Стройная серьезная девушка, проходившая вместе со своей резвой, но послушной козой по тесной уличке, ведущей к лужку, стояла теперь и равнодушно присматривалась к оживленной и шумной сцене. Видно было, что веселье это не манило ее к себе и не вызывало в ней любопытства. Как и раньше, когда она шла, она стояла теперь спокойная и серьезная. Казалось, она ждала чего-то, быть может, исчезновения с зеленого куска земли мелькавших там голов и звенящих детских криков.

Минуту спустя эти крики слились в один единодушный возглас. Он выражал радость и всеобщее торжество. Наконец-то, после продолжительной борьбы и усиленных преследований девочки справились с козами; ни одной козы не было уже возле заманчивых кустов орешника, все оказались во власти своих пастушек, которые теперь собрались в одну тесную кучку. Одни изо всех сил тащили за собой упрямых и всегда готовых взбунтоваться питомиц за их короткие рога, наклоняя им головы почти до самой земли; другие, обхватив обеими руками их шеи, торопливо бежали рядом, подпрыгивая вместе с ними на ходу; самые же смелые и сильные взобрались им на спины и, уносимые необыкновенными скакунами, крепко держась сжатыми ручонками за длинную шерсть, мчались к местечку. Вся эта кавалькада, многочисленная и крикливая, влетела в одну из улиц пошире и скрылась в клубах пыли.

Зеленый лужок теперь опустел и затих; только легкий ветер шелестел в ветвях берез и орешника, а от заходящего солнца опускалось на него прозрачное розовое сияние.

Смуглая девушка выпустила козу и, ускорив шаги, через минуту очутилась на краю лужайки.

Тут она остановилась и устремила свой взор в одну точку, как будто вдруг оцепенев от радости.

Она пристально глядела на толстый ствол березы, поваленной вихрями и находившейся у самой опушки рощи; на нем сидел молодой мужчина с большой раскрытой книгой.

Оцепенение девушки продолжалось недолго. С глазами, устремленными на склонившееся над книгой лицо юноши, прямая и легкая, она прошла всю ширину лужайки, остановилась возле ствола, на котором он сидел, нагнувшись, схватила его руку своими смуглыми руками и поднесла к губам.

Погруженный в чтение юноша быстро поднял голову, изумленным взглядом окинул девушку, стремительно выдернул у нее руку и вспыхнул горячим румянцем.

— Ты не знаешь меня? — произнесла девушка несколько глухо, но без дрожи в голосе.

— Нет, не знаю! — ответил юноша.

— Откуда же тебе и знать меня? Но я знаю тебя. Ты Меир Эзофович, внук богатого Саула.
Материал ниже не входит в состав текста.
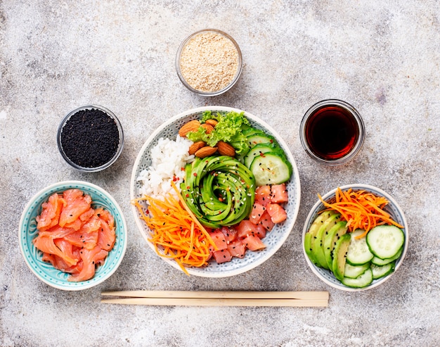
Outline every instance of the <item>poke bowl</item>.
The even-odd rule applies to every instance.
[[[402,264],[408,245],[408,225],[397,202],[383,190],[361,184],[318,196],[302,232],[303,252],[311,271],[346,291],[370,289],[388,280]],[[375,206],[366,208],[371,208],[370,219],[356,211],[357,201]]]
[[[189,110],[170,118],[159,127],[159,128],[150,136],[143,145],[135,161],[131,179],[132,212],[135,217],[136,225],[148,246],[150,247],[152,250],[155,251],[158,255],[163,255],[164,247],[163,245],[159,245],[158,246],[157,244],[152,241],[152,234],[153,230],[152,229],[151,225],[148,225],[148,223],[145,222],[145,214],[148,214],[150,212],[150,206],[145,201],[142,201],[143,197],[145,197],[145,196],[144,189],[145,181],[141,179],[143,172],[152,170],[152,165],[154,160],[152,155],[152,150],[157,151],[157,149],[159,146],[158,144],[160,144],[164,141],[182,141],[179,135],[179,130],[182,129],[185,125],[190,123],[195,120],[200,120],[203,115],[206,113],[216,115],[225,115],[228,113],[236,113],[244,115],[251,127],[258,130],[259,131],[264,132],[268,136],[271,137],[271,138],[273,139],[273,142],[276,142],[278,146],[282,149],[285,156],[285,158],[288,160],[290,165],[291,165],[291,171],[290,172],[288,179],[283,184],[285,191],[287,191],[287,194],[288,194],[288,201],[283,205],[283,208],[286,213],[285,220],[282,222],[275,224],[273,229],[266,233],[265,237],[261,239],[261,241],[264,244],[264,247],[262,249],[259,249],[258,251],[247,250],[245,254],[242,255],[242,256],[240,256],[240,258],[238,258],[238,256],[233,256],[230,261],[222,263],[218,263],[216,261],[214,261],[213,258],[212,258],[207,261],[207,263],[205,263],[202,266],[190,265],[185,266],[184,267],[182,267],[181,264],[179,264],[175,259],[172,258],[172,257],[161,257],[163,260],[167,262],[169,265],[176,269],[183,270],[183,272],[186,272],[187,275],[204,277],[226,277],[237,275],[257,267],[271,258],[280,248],[280,247],[281,247],[289,236],[298,214],[301,193],[299,177],[295,160],[285,142],[268,125],[249,113],[230,107],[206,106]],[[178,138],[180,138],[181,139],[176,139]],[[205,148],[205,149],[206,149],[206,148]],[[161,156],[166,156],[162,153]],[[197,154],[195,154],[195,156],[197,156]],[[209,160],[212,158],[212,156],[206,157],[207,159],[209,158]],[[242,160],[242,157],[240,158],[238,155],[234,157],[234,158],[237,160],[240,159],[240,160]],[[198,159],[195,158],[195,160]],[[216,159],[213,159],[213,160],[215,160]],[[206,161],[207,162],[207,160]],[[195,164],[193,164],[193,166],[194,166],[194,165]],[[185,166],[185,165],[183,166]],[[188,165],[186,165],[186,168],[188,169]],[[190,172],[190,175],[191,177],[193,176],[200,177],[202,173],[202,171],[198,172],[198,172]],[[216,175],[214,172],[212,173],[214,175]],[[183,175],[186,175],[186,173]],[[178,174],[175,174],[173,177],[173,180],[176,182],[175,186],[179,186],[180,183],[181,187],[183,187],[183,189],[185,189],[186,184],[185,184],[181,186],[183,184],[182,180],[179,177],[176,178],[176,175],[178,175]],[[183,179],[183,180],[186,179],[186,182],[189,182],[190,179],[188,177],[189,176],[187,176],[186,179]],[[170,183],[166,182],[166,184],[169,187]],[[221,184],[221,183],[219,183],[219,184]],[[233,184],[231,183],[231,184]],[[159,183],[156,185],[159,185]],[[250,186],[252,187],[252,184],[248,184],[247,187],[249,188]],[[255,187],[257,187],[257,184],[255,184]],[[186,188],[189,188],[189,186]],[[253,189],[255,189],[255,187]],[[228,188],[226,188],[226,189],[228,190]],[[182,191],[181,194],[181,198],[185,198],[185,196],[188,196],[188,195],[191,194],[191,191],[188,190],[184,193]],[[252,194],[249,194],[248,198],[250,201],[251,198],[253,201],[253,194],[254,193],[252,193]],[[176,198],[179,201],[179,198]],[[212,199],[212,198],[210,198]],[[216,197],[216,199],[217,197]],[[187,198],[187,201],[188,200],[188,199]],[[245,198],[243,200],[245,200]],[[140,203],[133,203],[135,201],[140,202]],[[180,202],[181,203],[181,200]],[[190,203],[188,203],[188,205]],[[203,219],[203,217],[200,218],[198,215],[195,215],[195,213],[196,213],[195,212],[194,214],[196,219],[198,219],[198,222],[201,222],[201,224],[204,225],[208,231],[212,232],[212,230],[215,229],[215,227],[214,226],[207,226],[205,225],[205,220]],[[223,220],[221,222],[223,222]],[[219,227],[221,227],[221,225],[220,225]],[[231,223],[229,223],[227,227],[231,227]],[[233,227],[233,226],[232,227]],[[227,241],[226,242],[229,244],[230,241]]]
[[[70,235],[68,239],[70,243],[75,244],[75,237],[77,237],[77,242],[81,240],[80,242],[83,242],[83,246],[66,246],[66,247],[70,247],[70,252],[69,253],[70,257],[73,257],[72,254],[75,254],[77,258],[75,260],[75,264],[78,266],[81,266],[79,268],[77,272],[81,272],[82,269],[84,269],[86,266],[89,271],[89,276],[92,276],[91,278],[84,277],[83,279],[80,279],[77,277],[76,280],[72,280],[73,274],[75,272],[73,268],[70,270],[59,270],[56,268],[56,264],[59,264],[58,260],[52,258],[53,254],[51,255],[48,251],[46,248],[37,248],[39,244],[36,242],[37,239],[39,236],[41,236],[41,232],[43,227],[40,227],[38,221],[44,219],[43,210],[47,209],[48,205],[50,205],[50,198],[55,198],[57,197],[66,198],[64,195],[66,191],[75,192],[77,194],[75,196],[79,197],[77,198],[84,198],[87,201],[87,203],[89,203],[89,208],[90,215],[88,215],[88,219],[86,218],[86,213],[82,215],[81,220],[83,222],[79,227],[77,225],[77,227],[73,226],[73,223],[65,224],[64,229],[60,227],[61,225],[60,219],[62,217],[57,217],[58,218],[56,222],[54,222],[54,225],[51,229],[46,228],[44,229],[46,233],[45,236],[52,239],[50,241],[52,245],[56,244],[53,238],[56,236],[48,236],[50,232],[62,232],[63,235],[58,234],[56,237],[59,237],[58,239],[63,239],[63,241],[65,241],[67,239],[67,236]],[[67,194],[67,193],[66,193]],[[71,196],[73,201],[73,195]],[[51,198],[52,197],[52,198]],[[67,203],[67,205],[69,206]],[[61,210],[60,213],[63,213],[63,210]],[[100,214],[101,213],[101,214]],[[110,234],[112,234],[112,244],[110,244],[110,241],[106,240],[108,244],[105,246],[100,246],[99,249],[98,246],[93,245],[98,244],[101,245],[101,236],[99,235],[99,239],[98,239],[98,235],[96,239],[92,238],[92,232],[102,229],[103,225],[102,224],[93,225],[92,220],[94,222],[99,222],[99,220],[96,219],[100,215],[108,216],[109,214],[112,216],[111,224]],[[60,215],[58,215],[59,216]],[[82,217],[84,216],[84,218]],[[79,220],[78,217],[77,220]],[[67,221],[68,222],[68,221]],[[58,225],[59,223],[59,225]],[[67,222],[66,222],[67,223]],[[87,224],[90,223],[90,224]],[[95,227],[90,227],[89,231],[85,231],[83,229],[84,225],[97,225]],[[39,227],[37,228],[37,225]],[[98,228],[98,226],[101,227]],[[67,228],[67,227],[69,227]],[[58,230],[56,229],[58,228]],[[75,229],[74,229],[75,228]],[[41,230],[40,230],[41,229]],[[81,235],[79,235],[81,234]],[[88,236],[90,236],[90,238]],[[86,237],[88,237],[86,240]],[[58,183],[51,184],[40,191],[37,193],[26,205],[20,220],[20,225],[18,228],[18,241],[20,244],[20,248],[22,255],[25,259],[26,265],[29,267],[30,270],[37,276],[38,279],[44,282],[45,284],[51,286],[54,288],[65,290],[65,291],[79,291],[82,289],[86,289],[92,286],[96,286],[105,280],[108,279],[118,268],[120,265],[127,245],[127,225],[122,211],[116,202],[115,198],[102,188],[93,184],[89,182],[82,181],[63,181]],[[65,245],[66,244],[65,244]],[[89,246],[91,245],[90,247]],[[50,246],[48,246],[50,248]],[[105,248],[105,250],[101,249],[101,247]],[[59,251],[59,249],[64,248],[59,244],[56,244],[56,247],[58,250],[56,250],[56,253]],[[92,248],[96,252],[100,251],[101,258],[99,261],[95,264],[94,260],[92,265],[86,265],[85,258],[83,259],[83,256],[80,254],[85,255],[87,253],[89,248]],[[83,249],[82,249],[83,248]],[[65,248],[67,249],[67,248]],[[55,251],[54,251],[55,252]],[[67,251],[65,251],[67,253]],[[77,253],[75,253],[77,252]],[[58,254],[58,253],[57,253]],[[60,255],[63,257],[63,255]],[[67,256],[67,255],[66,255]],[[84,255],[85,256],[85,255]],[[63,258],[64,259],[64,258]],[[84,262],[80,265],[79,263],[84,260]],[[92,258],[91,258],[92,259]],[[97,259],[93,258],[93,259]],[[49,260],[51,261],[49,261]],[[69,263],[70,265],[70,263]],[[73,263],[72,264],[73,265]],[[84,270],[85,271],[85,270]]]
Я часто вижу тебя, когда ты сидишь на крыльце твоего красивого дома или когда ты проходишь с этой книгой мимо Караимского холма…

Все это она проговорила уверенным тоном, выпрямившись и серьезно. На лице ее не было заметно ни малейшего следа смущения или робости, не показалось даже слабой тени румянца. Только черные глаза ее как будто стали еще больше и загорелись горячим светом, а бледные губы приняли нежное и мягкое выражение.
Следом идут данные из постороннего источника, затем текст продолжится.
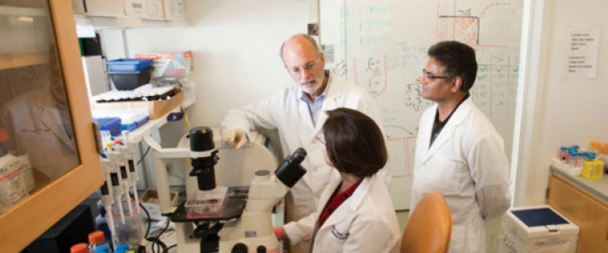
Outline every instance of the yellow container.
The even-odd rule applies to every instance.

— А ты кто такая? — тихо спросил Меир.

— Я Голда, внучка Абеля Караима, презираемого и преследуемого всеми твоими…

Теперь только ее голос дрогнул, и в нем прозвучало несколько мрачных нот.

— Все твои преследуют Абеля Караима и внучку его, Голду, а ты их защищаешь. Я давно уже хотела поблагодарить тебя!

Меир опустил глаза. Бледное лицо его все еще было покрыто румянцем.

— Живите с миром, ты и твой дед Абель, — тихо произнес он, — пусть над бедным домом вашим простирается десница Предвечного, который любит и защищает тех, кто страдает…

— Благодарю тебя за твои добрые слова! — уже тихо прошептала девушка. Говоря это, она опустилась на траву, у ног юноши, и, слегка приподняв сплетенные руки, шептала дальше:

— Ты, Меир, добрый, умный и прекрасный. Имя твое значит «свет», и мне становится светло каждый раз, как я вижу тебя. Я давно хотела найти тебя и поговорить с тобой, и сказать, что хотя ты и внук богатого купца, а я внучка бедного караима, плетущего корзины, мы оба все же равны перед лицом Предвечного, и я вправе подымать на тебя глаза и, созерцая твой свет, быть счастливой!.